The Seventh Circuit stated that Stern held that the responsibility for deciding suits made “of the stuff of the traditional actions at common law . . . rest[s] with Article III judges in Article III courts,” and, unless a claim involves a “public right,” Article III “prohibit[s] Congress from giving bankruptcy courts authority to adjudicate claims that [go] beyond the claims allowance process.” Although this interpretation of the Stern decision is largely consistent with that of many other courts, the Seventh Circuit diverged in its application of this interpretation. Many courts have held that final adjudication of claims that arise in a title 11 case or under title 11 are part of a public bankruptcy scheme and, thus, fall under the “public rights” exception enunciated in Stern. The Seventh Circuit, however, declined to follow this line of cases and, instead, held that because the debtors’ counterclaims involved private rights between private parties disputing interests defined by state law and did not involve governmental parties, the claims did not involve public rights. The Seventh Circuit explicitly rejected that view that the Bankruptcy Code is part of a federal statutory scheme, stating that the debtors’ claims did not involve “so-called ‘public rights’ and did not flow from a federal statutory scheme or involve a particularized area of the law.”
In light of this conclusion, the Seventh Circuit reasoned that because the debtors’ actions “owe [their] existence to Wisconsin state law and will not necessarily resolve in the claims allowance process,” the bankruptcy judge lacked authority to enter a final judgment. Accordingly, the Seventh Circuit held that, without a final judgment to review, it lacked any statutory basis for appellate jurisdiction and dismissed the appeal stating that “[u]nless and until an Article III judge enters a final judgment we have no jurisdiction to review these matters.”

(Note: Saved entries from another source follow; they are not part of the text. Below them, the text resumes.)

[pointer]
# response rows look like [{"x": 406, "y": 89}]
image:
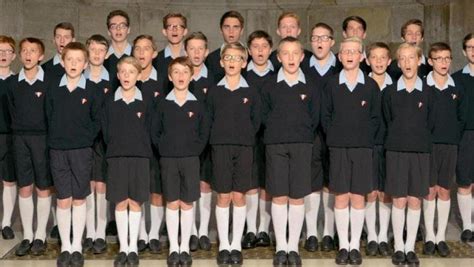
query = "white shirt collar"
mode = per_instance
[{"x": 281, "y": 77}]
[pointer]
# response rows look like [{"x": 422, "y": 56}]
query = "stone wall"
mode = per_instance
[{"x": 444, "y": 20}]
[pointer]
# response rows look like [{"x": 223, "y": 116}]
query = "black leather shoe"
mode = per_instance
[
  {"x": 120, "y": 260},
  {"x": 372, "y": 248},
  {"x": 7, "y": 233},
  {"x": 132, "y": 259},
  {"x": 429, "y": 248},
  {"x": 77, "y": 259},
  {"x": 294, "y": 259},
  {"x": 38, "y": 247},
  {"x": 193, "y": 243},
  {"x": 223, "y": 257},
  {"x": 173, "y": 259},
  {"x": 204, "y": 243},
  {"x": 23, "y": 248},
  {"x": 263, "y": 240},
  {"x": 355, "y": 258},
  {"x": 249, "y": 241},
  {"x": 398, "y": 258},
  {"x": 280, "y": 258},
  {"x": 311, "y": 244},
  {"x": 155, "y": 246},
  {"x": 100, "y": 246},
  {"x": 342, "y": 257},
  {"x": 443, "y": 249},
  {"x": 327, "y": 244},
  {"x": 412, "y": 259}
]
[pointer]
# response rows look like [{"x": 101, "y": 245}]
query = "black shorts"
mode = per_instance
[
  {"x": 71, "y": 171},
  {"x": 407, "y": 174},
  {"x": 30, "y": 156},
  {"x": 465, "y": 164},
  {"x": 128, "y": 177},
  {"x": 379, "y": 170},
  {"x": 289, "y": 169},
  {"x": 180, "y": 178},
  {"x": 350, "y": 170},
  {"x": 99, "y": 169},
  {"x": 443, "y": 165},
  {"x": 7, "y": 169},
  {"x": 232, "y": 168}
]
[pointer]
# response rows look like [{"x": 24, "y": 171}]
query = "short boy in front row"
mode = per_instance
[
  {"x": 72, "y": 107},
  {"x": 234, "y": 110},
  {"x": 125, "y": 119},
  {"x": 350, "y": 116},
  {"x": 407, "y": 109},
  {"x": 449, "y": 105},
  {"x": 180, "y": 132},
  {"x": 26, "y": 94},
  {"x": 291, "y": 103}
]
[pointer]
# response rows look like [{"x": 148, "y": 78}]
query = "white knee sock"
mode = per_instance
[
  {"x": 280, "y": 220},
  {"x": 121, "y": 217},
  {"x": 357, "y": 223},
  {"x": 156, "y": 218},
  {"x": 134, "y": 227},
  {"x": 295, "y": 222},
  {"x": 385, "y": 210},
  {"x": 264, "y": 207},
  {"x": 311, "y": 204},
  {"x": 238, "y": 224},
  {"x": 328, "y": 203},
  {"x": 172, "y": 224},
  {"x": 342, "y": 225},
  {"x": 222, "y": 219},
  {"x": 252, "y": 209},
  {"x": 204, "y": 213},
  {"x": 443, "y": 215},
  {"x": 9, "y": 199},
  {"x": 413, "y": 221},
  {"x": 370, "y": 218},
  {"x": 90, "y": 221},
  {"x": 429, "y": 207},
  {"x": 43, "y": 207},
  {"x": 186, "y": 225},
  {"x": 78, "y": 224}
]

The Seventh Circuit’s decision in Ortiz was a win for the debtors in these cases, but may be a loss for debtors, as a whole, thanks to the Seventh Circuit’s broad reading of Stern. Ortiz, however, stands out as a bit of an anomaly, in the universe of decisions rendered in the wake of Stern, for its rejection of bankruptcy as a federal statutory scheme. It will be interesting to see if other courts will follow the Seventh Circuit or if courts deciding matters in this “particularized area of the law” will continue to apply the “public rights” exception to claims that arise in a bankruptcy case or under the Bankruptcy Code.